21 propterea da filios eorum in famem et deduc eos in manus gladii fiant uxores eorum absque liberis et viduae et viri earum interficiantur morte iuvenes eorum confodiantur gladio in proelio
Geef dus hun kinderen prijs aan de honger, En lever ze uit aan het zwaard; Laat hun vrouwen kinderloos blijven, En weduwen worden, Hun mannen sterven aan de pest, Hun jongens sneuvelen door het zwaard!
22 audiatur clamor de domibus eorum adduces enim super eos latronem repente quia foderunt foveam ut caperent me et laqueos absconderunt pedibus meis
Laat het krijgsgehuil Uit hun huizen weerklinken, Wanneer Gij benden van rovers Onverwacht op hen afstuurt; Want ze hebben een kuil gegraven, om mij te vangen, En strikken voor mijn voeten gezet.
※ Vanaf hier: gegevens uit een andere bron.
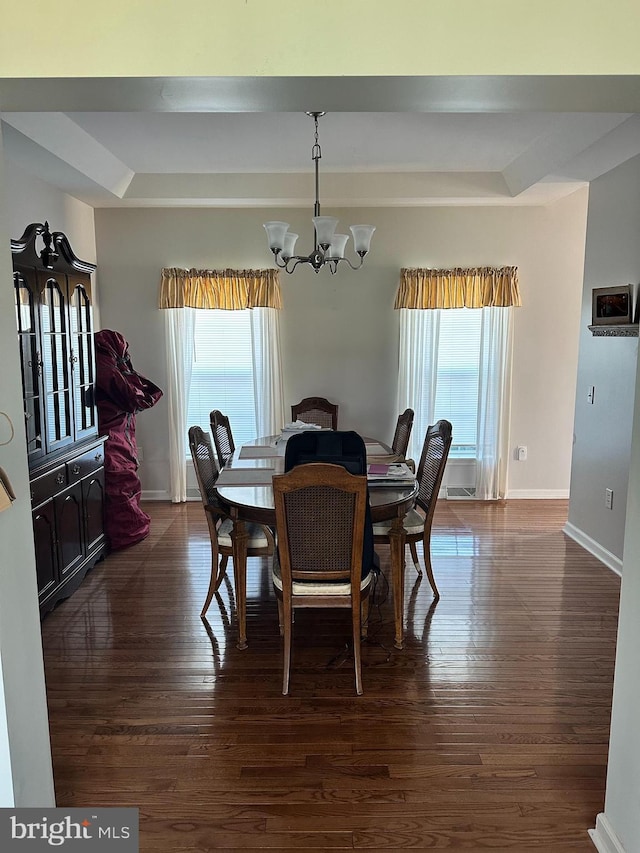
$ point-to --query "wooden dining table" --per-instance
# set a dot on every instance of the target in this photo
(250, 499)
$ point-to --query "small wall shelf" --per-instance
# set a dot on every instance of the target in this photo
(621, 331)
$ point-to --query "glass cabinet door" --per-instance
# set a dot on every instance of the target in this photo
(26, 302)
(55, 361)
(82, 357)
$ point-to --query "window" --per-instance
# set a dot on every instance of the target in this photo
(457, 376)
(222, 374)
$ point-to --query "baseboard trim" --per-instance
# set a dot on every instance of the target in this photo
(537, 494)
(610, 560)
(604, 838)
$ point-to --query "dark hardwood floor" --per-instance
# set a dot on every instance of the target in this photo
(488, 732)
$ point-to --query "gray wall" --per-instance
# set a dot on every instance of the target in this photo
(603, 429)
(340, 333)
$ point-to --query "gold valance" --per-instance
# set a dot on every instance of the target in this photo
(232, 290)
(477, 287)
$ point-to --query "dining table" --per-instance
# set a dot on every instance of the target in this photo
(244, 489)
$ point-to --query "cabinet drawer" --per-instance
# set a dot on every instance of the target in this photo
(85, 464)
(42, 488)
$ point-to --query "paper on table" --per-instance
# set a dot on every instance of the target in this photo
(396, 475)
(245, 477)
(254, 451)
(377, 469)
(299, 426)
(376, 449)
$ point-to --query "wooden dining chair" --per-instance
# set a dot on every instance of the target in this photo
(417, 525)
(222, 437)
(316, 410)
(402, 434)
(260, 542)
(320, 517)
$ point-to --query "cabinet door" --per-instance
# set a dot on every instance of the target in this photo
(93, 498)
(82, 356)
(26, 302)
(44, 534)
(55, 360)
(69, 527)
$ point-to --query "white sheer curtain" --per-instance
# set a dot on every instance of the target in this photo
(417, 383)
(419, 333)
(179, 327)
(267, 370)
(267, 378)
(494, 403)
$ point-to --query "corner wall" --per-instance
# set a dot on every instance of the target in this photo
(602, 445)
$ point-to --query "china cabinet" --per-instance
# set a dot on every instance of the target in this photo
(65, 452)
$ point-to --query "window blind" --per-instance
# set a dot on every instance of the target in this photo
(222, 376)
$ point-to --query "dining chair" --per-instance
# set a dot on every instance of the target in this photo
(222, 437)
(260, 542)
(402, 434)
(417, 525)
(316, 410)
(320, 518)
(338, 447)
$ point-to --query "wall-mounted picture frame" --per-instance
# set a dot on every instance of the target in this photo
(612, 306)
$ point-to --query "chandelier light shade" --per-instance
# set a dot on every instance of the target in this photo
(328, 247)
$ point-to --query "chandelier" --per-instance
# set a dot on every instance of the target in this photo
(328, 247)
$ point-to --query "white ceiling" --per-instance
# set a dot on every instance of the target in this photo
(187, 145)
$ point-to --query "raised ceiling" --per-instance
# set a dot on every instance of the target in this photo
(226, 142)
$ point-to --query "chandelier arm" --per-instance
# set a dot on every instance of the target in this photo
(337, 261)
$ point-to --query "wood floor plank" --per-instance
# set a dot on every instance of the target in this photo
(488, 731)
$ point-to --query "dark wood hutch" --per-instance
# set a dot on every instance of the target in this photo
(65, 452)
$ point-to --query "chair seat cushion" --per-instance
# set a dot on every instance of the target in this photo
(413, 524)
(311, 588)
(257, 537)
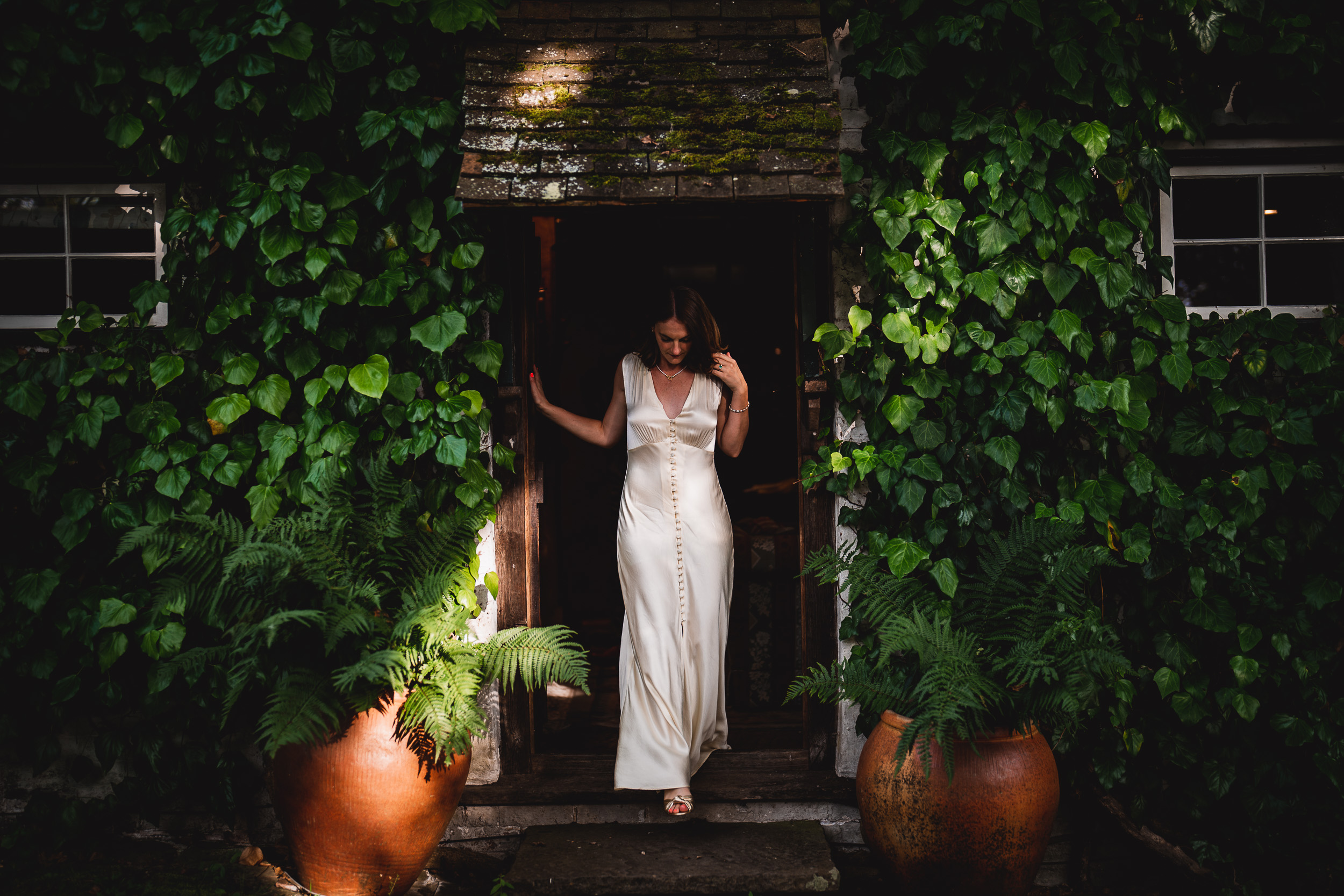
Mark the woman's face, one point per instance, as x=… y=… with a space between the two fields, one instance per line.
x=674 y=342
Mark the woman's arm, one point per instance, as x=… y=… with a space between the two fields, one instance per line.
x=606 y=432
x=733 y=426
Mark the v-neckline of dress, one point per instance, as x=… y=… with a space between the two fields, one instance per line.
x=681 y=410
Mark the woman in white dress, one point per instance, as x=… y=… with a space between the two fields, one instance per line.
x=673 y=404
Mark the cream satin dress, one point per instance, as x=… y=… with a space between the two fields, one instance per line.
x=674 y=547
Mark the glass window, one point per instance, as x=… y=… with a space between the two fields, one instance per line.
x=74 y=243
x=1250 y=238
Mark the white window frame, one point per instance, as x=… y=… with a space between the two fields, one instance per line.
x=1170 y=242
x=156 y=191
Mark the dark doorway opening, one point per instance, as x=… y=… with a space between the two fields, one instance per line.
x=587 y=318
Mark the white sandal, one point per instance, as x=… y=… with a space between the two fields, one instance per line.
x=679 y=800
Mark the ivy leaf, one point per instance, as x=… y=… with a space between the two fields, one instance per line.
x=307 y=101
x=925 y=467
x=928 y=434
x=348 y=53
x=1245 y=704
x=173 y=483
x=374 y=127
x=34 y=589
x=468 y=256
x=902 y=410
x=404 y=78
x=181 y=80
x=302 y=356
x=315 y=391
x=371 y=377
x=1043 y=370
x=1144 y=354
x=1093 y=135
x=1320 y=593
x=993 y=237
x=1248 y=442
x=166 y=369
x=296 y=44
x=241 y=369
x=928 y=155
x=898 y=328
x=1213 y=613
x=945 y=574
x=439 y=332
x=1167 y=682
x=983 y=284
x=1176 y=369
x=894 y=227
x=272 y=394
x=947 y=213
x=1004 y=450
x=904 y=556
x=264 y=501
x=1070 y=61
x=280 y=241
x=124 y=130
x=452 y=17
x=1060 y=280
x=487 y=356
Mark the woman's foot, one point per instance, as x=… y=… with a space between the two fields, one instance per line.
x=678 y=801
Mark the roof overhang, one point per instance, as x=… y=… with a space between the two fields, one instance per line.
x=636 y=103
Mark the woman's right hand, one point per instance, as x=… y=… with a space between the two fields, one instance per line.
x=538 y=393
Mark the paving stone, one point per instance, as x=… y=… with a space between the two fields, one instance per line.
x=695 y=10
x=640 y=189
x=687 y=857
x=760 y=186
x=705 y=187
x=813 y=186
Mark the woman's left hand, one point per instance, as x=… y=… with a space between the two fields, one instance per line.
x=727 y=370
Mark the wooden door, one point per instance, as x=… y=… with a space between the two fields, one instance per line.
x=520 y=253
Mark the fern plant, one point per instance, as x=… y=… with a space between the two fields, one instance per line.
x=328 y=612
x=1015 y=644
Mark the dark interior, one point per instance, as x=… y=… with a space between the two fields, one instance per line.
x=744 y=264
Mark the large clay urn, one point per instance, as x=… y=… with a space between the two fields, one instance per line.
x=363 y=814
x=984 y=835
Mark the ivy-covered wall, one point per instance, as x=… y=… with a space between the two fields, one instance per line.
x=323 y=304
x=1011 y=354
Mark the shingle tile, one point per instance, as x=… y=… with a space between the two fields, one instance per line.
x=648 y=187
x=756 y=186
x=483 y=190
x=815 y=186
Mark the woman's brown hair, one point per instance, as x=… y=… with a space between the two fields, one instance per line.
x=687 y=307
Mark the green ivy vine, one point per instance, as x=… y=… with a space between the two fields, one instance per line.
x=1017 y=358
x=323 y=300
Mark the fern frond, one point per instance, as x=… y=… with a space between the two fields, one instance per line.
x=303 y=708
x=537 y=656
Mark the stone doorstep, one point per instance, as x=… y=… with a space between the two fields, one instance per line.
x=692 y=856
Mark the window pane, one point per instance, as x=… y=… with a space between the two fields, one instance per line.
x=1304 y=273
x=1304 y=206
x=33 y=285
x=1216 y=207
x=31 y=225
x=106 y=283
x=1218 y=275
x=112 y=225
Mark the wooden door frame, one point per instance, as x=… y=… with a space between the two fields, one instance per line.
x=522 y=241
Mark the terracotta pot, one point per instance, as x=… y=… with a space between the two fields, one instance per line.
x=363 y=814
x=984 y=835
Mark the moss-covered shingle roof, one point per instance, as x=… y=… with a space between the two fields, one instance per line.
x=590 y=103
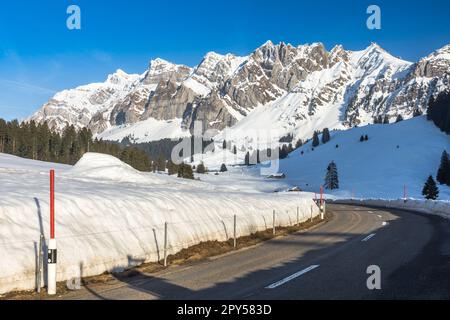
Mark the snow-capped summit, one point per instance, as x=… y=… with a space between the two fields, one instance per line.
x=296 y=89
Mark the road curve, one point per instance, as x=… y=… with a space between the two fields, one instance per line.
x=329 y=261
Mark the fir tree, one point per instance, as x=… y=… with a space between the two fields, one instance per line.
x=326 y=135
x=201 y=169
x=430 y=190
x=331 y=178
x=185 y=171
x=443 y=174
x=417 y=113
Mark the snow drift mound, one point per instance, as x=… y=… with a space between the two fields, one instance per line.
x=107 y=225
x=106 y=167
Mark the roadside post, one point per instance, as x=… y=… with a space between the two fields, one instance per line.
x=165 y=244
x=234 y=232
x=322 y=204
x=274 y=231
x=52 y=250
x=40 y=263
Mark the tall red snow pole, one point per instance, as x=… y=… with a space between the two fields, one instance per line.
x=322 y=206
x=52 y=204
x=52 y=252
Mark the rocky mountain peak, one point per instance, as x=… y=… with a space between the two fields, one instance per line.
x=293 y=84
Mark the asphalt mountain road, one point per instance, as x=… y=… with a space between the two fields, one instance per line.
x=329 y=261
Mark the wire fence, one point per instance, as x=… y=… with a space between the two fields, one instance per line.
x=130 y=246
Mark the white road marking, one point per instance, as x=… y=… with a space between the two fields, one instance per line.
x=370 y=236
x=292 y=277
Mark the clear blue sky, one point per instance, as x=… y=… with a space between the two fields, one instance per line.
x=39 y=55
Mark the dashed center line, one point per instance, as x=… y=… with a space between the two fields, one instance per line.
x=370 y=236
x=292 y=277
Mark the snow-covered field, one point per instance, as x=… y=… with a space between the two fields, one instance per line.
x=396 y=155
x=110 y=217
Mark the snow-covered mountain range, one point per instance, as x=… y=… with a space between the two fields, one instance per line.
x=279 y=86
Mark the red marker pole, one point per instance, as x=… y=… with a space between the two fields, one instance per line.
x=322 y=207
x=52 y=252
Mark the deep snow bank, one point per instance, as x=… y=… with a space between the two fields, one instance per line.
x=106 y=167
x=108 y=219
x=439 y=208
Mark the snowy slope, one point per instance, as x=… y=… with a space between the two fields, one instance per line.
x=280 y=87
x=376 y=168
x=146 y=131
x=110 y=217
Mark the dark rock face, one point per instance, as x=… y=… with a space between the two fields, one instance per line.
x=222 y=90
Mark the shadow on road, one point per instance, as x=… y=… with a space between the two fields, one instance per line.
x=406 y=281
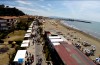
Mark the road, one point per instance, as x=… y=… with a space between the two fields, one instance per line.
x=39 y=58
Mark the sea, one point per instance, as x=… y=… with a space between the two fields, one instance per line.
x=92 y=28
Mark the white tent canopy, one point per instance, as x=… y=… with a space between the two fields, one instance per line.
x=24 y=45
x=55 y=43
x=56 y=40
x=29 y=31
x=54 y=37
x=20 y=54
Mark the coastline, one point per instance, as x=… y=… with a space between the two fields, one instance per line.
x=72 y=35
x=84 y=33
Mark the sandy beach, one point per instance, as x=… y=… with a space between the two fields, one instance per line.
x=73 y=35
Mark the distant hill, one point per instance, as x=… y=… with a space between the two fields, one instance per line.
x=7 y=11
x=69 y=19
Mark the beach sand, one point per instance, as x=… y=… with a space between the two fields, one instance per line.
x=70 y=33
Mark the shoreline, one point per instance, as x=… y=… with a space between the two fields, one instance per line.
x=82 y=32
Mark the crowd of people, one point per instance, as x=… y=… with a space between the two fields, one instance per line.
x=29 y=58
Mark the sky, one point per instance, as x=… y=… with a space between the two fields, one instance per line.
x=77 y=9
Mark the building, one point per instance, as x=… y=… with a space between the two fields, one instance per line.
x=8 y=23
x=64 y=53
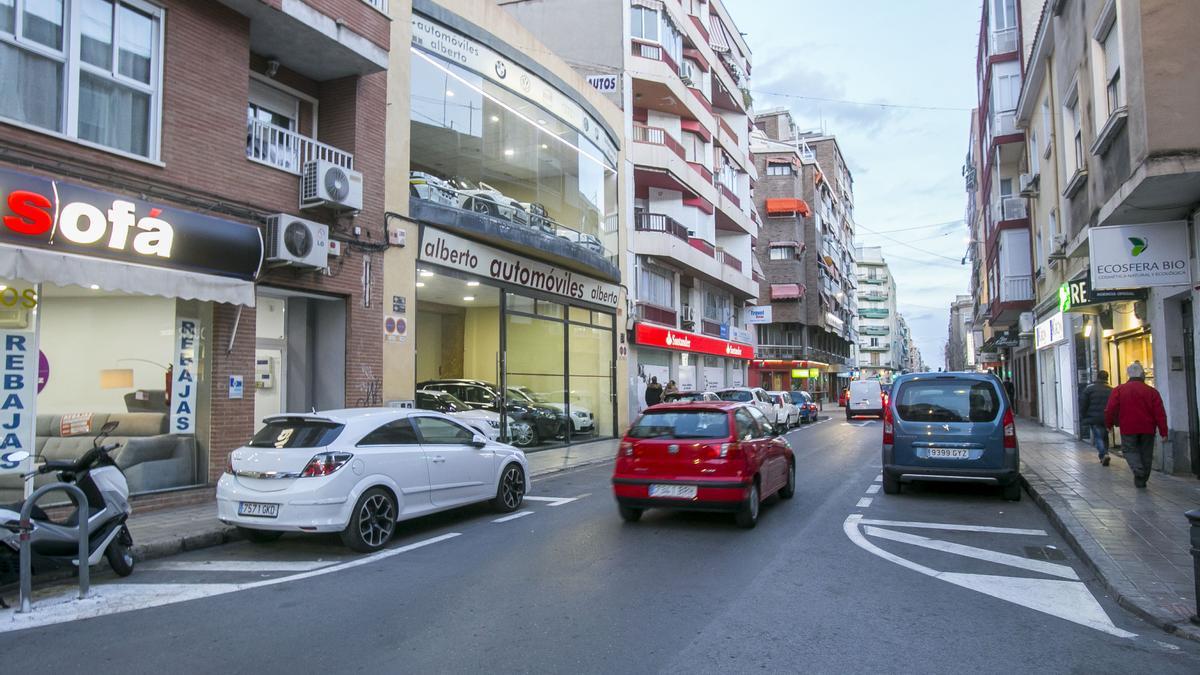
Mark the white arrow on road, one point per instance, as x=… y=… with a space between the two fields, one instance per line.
x=1066 y=599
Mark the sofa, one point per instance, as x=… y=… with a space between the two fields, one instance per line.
x=150 y=458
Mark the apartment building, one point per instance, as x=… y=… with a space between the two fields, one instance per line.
x=880 y=352
x=679 y=70
x=174 y=174
x=807 y=323
x=1114 y=187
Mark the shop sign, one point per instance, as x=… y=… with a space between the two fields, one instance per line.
x=1138 y=256
x=1048 y=333
x=471 y=54
x=18 y=392
x=183 y=387
x=670 y=339
x=760 y=315
x=455 y=252
x=1079 y=293
x=61 y=216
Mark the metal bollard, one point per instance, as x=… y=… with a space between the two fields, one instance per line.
x=1194 y=519
x=27 y=531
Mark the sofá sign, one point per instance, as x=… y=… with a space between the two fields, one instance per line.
x=61 y=216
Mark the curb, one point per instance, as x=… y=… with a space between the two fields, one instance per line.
x=1090 y=551
x=227 y=533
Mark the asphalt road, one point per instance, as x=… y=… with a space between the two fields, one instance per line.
x=937 y=579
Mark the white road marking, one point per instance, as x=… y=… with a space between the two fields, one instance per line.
x=957 y=527
x=551 y=501
x=514 y=517
x=1054 y=569
x=1066 y=599
x=238 y=566
x=120 y=597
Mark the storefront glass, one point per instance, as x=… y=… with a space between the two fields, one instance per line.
x=139 y=360
x=477 y=145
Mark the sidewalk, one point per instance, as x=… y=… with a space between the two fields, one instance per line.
x=1135 y=541
x=163 y=532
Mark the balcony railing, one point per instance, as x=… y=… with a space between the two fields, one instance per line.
x=657 y=136
x=287 y=150
x=660 y=222
x=1011 y=208
x=1003 y=41
x=1017 y=288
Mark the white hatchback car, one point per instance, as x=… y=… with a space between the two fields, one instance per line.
x=360 y=471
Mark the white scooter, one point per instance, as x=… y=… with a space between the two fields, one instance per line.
x=57 y=544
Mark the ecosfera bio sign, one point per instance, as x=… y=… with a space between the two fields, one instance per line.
x=1139 y=256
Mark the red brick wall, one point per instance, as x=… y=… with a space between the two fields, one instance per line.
x=207 y=66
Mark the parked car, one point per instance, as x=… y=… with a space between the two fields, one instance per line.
x=807 y=406
x=786 y=413
x=360 y=471
x=719 y=455
x=484 y=198
x=529 y=423
x=689 y=396
x=951 y=426
x=431 y=187
x=582 y=419
x=865 y=398
x=485 y=420
x=754 y=395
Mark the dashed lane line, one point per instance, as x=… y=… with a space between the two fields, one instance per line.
x=514 y=517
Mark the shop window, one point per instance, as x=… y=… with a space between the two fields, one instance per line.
x=479 y=147
x=84 y=69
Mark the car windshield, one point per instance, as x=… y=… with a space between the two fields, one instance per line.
x=948 y=400
x=295 y=432
x=681 y=424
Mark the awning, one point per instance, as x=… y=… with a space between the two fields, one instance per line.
x=789 y=205
x=36 y=266
x=786 y=291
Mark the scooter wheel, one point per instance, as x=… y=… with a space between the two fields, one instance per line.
x=120 y=555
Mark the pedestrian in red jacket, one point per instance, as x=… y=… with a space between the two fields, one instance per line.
x=1138 y=410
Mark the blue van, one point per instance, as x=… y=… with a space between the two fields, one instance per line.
x=951 y=426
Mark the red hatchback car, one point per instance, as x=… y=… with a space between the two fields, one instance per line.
x=718 y=455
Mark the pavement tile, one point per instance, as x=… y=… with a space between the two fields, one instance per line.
x=1138 y=541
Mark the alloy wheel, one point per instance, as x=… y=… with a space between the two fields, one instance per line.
x=377 y=519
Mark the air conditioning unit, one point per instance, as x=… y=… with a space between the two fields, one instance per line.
x=325 y=184
x=1029 y=183
x=297 y=242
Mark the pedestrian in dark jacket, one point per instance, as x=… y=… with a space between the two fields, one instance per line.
x=1138 y=410
x=1092 y=405
x=653 y=392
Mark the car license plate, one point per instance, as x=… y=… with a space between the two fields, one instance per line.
x=673 y=491
x=949 y=453
x=258 y=509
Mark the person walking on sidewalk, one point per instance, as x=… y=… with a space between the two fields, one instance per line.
x=1092 y=404
x=1138 y=410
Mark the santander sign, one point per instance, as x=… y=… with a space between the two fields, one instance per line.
x=119 y=227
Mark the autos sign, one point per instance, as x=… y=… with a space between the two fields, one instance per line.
x=1139 y=256
x=681 y=340
x=42 y=213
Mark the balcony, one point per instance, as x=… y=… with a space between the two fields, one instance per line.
x=1003 y=41
x=287 y=150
23 tu autem Domine scis omne consilium eorum adversum me in mortem ne propitieris iniquitati eorum et peccatum eorum a facie tua non deleatur fiant corruentes in conspectu tuo in tempore furoris tui abutere eis
Maar Jahweh, Gij kent alle moordplannen, Die ze tegen mij smeden. Vergeef ze dus hun misdaad niet, En wis hun zonden niet uit voor uw aanschijn; Stort ze neer voor uw aanschijn, Reken met hen af in de tijd van uw gramschap!